O Tempo e a Copa
Entre as tantas complexidades da vida, a noção de tempo, o Tempo, parece-me uma das mais perturbadoras. De Pitágoras a Platão, de homens de ciência a religiosos, todos se arriscam a emitir conceitos. E, pelo menos para mim, posso até compreender, mas nunca consegui entender. Prefiro viver com a noção ilusória de não ser o Tempo que passa, mas nós que passamos por ele. Assim, vamos aos trambolhões, caindo, levantando, escorregando e, de atrito em atrito, a criança pode chegar à velhice. Logo, velhice é proximidade do fim. O homem passou, o Tempo continua.
Uma das primeiras e mais angustiadas perturbações sobre o Tempo, conheci-a na infância, numa aula, acho, de educação religiosa. Alguém falara em eternidade e o professor tentou explicá-la com um exemplo que me pareceu terrível. Ele pediu que imaginássemos uma montanha muito alta, toda feita de diamante. De cem em cem anos, um passarinho chegava ao cimo da montanha e lhe dava uma bicada. Quando a montanha tivesse sido destruída pelo pássaro, ter-se-ia, então, passado o primeiro segundo da eternidade. Deu medo.

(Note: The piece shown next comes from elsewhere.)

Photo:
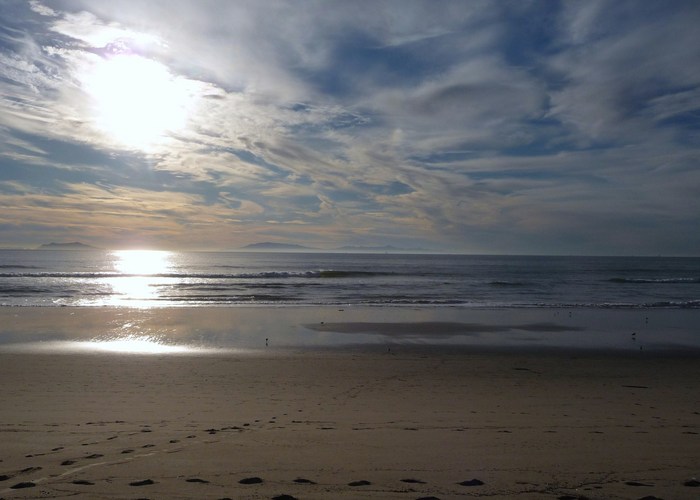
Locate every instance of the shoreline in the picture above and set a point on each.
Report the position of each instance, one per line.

Agora, vejo emissoras de tevê elaborando grandes programas para celebrar o 80º aniversário da Copa do Mundo. E me dou conta de que, de todas as Copas, nestes 80 anos, apenas não acompanhei as de 1930 , 1934 e 1938, pois sequer havia nascido. Quando, após a II Guerra Mundial, tudo recomeçou, em 1950, lá estava eu, criança de 10 anos, ao lado de meu pai ouvindo, pela Rádio Nacional, a tragédia de nossa derrota diante do Uruguai, no Maracanã. Tudo me continua vivo na memória: meu pai e eu, na cozinha da casa, o enorme rádio de válvulas, a pequena mesa de madeira compensada. Quando o jogo terminou, meu pai urrou e deu um murro na mesa, rachando-a. E saiu de casa para chorar. E eu fui chorar no quintal, acho que mais com pena de meu pai do que de dor pela derrota.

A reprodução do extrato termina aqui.